Do ponto de vista doutrinário, há divergência a respeito da definição de probidade e improbidade: alguns autores, como Wallace Paiva Martins Junior (2009, p. 101) e Juarez Freitas (2005, p. 5.078) sustentam que a probidade é um subprincípio da moralidade administrativa, e outros, como Maria Sylvia Zanella Di Pietro (2009, p. 803) e José dos Santos Carvalho Filho (2011, p. 984) a enxergam como princípio constitucional (e que, portanto, a improbidade resulta da violação deste princípio).

Independentemente da corrente adotada, certo é que a LIA, é vista, até os tempos presentes, como instrumento rigoroso de responsabilização dos considerados Agentes Públicos e Políticos que causem dano ao erário, se enriqueçam ilicitamente, ou atentem contra os princípios da Administração Pública.

Em 26 de outubro de 2021 entrou em vigor a Lei n° 14.230/21, que modificou a antiga LIA, promovendo importantes e significativas mudanças, especialmente no que concerne à exigência da comprovação da responsabilidade subjetiva dolosa do suposto agente ímprobo.

Passou a constar, assim, logo no art. 1º da Lei que:

“Art. 1º O sistema de responsabilização por atos de improbidade administrativa tutelará a probidade na organização do Estado e no exercício de suas funções, como forma de assegurar a integridade do patrimônio público e social, nos termos desta Lei. (Redação dada pela Lei nº 14.230, de 2021)

[…]

§1º Consideram-se atos de improbidade administrativa as condutas dolosas tipificadas nos arts. 9º, 10 e 11 desta Lei, ressalvados tipos previstos em leis especiais. (Incluído pela Lei nº 14.230, de 2021)
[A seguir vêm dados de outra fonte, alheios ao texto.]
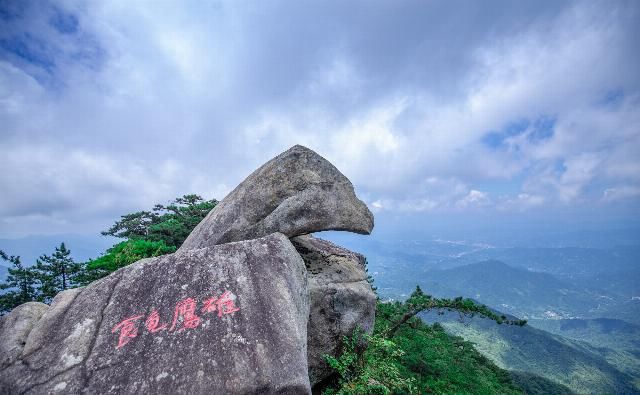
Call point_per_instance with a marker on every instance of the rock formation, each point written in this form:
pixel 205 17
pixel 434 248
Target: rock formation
pixel 237 309
pixel 340 297
pixel 295 193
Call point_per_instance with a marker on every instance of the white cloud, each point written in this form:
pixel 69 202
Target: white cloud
pixel 145 103
pixel 623 192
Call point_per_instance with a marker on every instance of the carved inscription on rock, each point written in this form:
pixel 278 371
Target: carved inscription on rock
pixel 187 314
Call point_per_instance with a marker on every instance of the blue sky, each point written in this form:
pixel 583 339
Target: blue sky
pixel 434 109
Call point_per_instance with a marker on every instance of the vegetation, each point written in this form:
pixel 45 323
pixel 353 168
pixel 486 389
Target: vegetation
pixel 56 273
pixel 575 364
pixel 121 255
pixel 168 224
pixel 41 282
pixel 405 356
pixel 20 285
pixel 158 231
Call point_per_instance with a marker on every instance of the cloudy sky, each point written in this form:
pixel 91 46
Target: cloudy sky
pixel 432 108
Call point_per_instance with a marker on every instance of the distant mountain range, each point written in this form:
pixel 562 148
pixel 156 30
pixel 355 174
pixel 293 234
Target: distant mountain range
pixel 83 247
pixel 579 365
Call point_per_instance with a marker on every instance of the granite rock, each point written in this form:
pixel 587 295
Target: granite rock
pixel 295 193
pixel 341 300
pixel 227 319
Considerando a infinidade de situações passíveis de enquadramento na LIA e pretendendo definir com maior objetividade os critérios para a configuração do dolo, estabeleceu-se no §2º que:

§ 2º Considera-se dolo a vontade livre e consciente de alcançar o resultado ilícito tipificado nos arts. 9º, 10 e 11 desta Lei, não bastando a voluntariedade do agente.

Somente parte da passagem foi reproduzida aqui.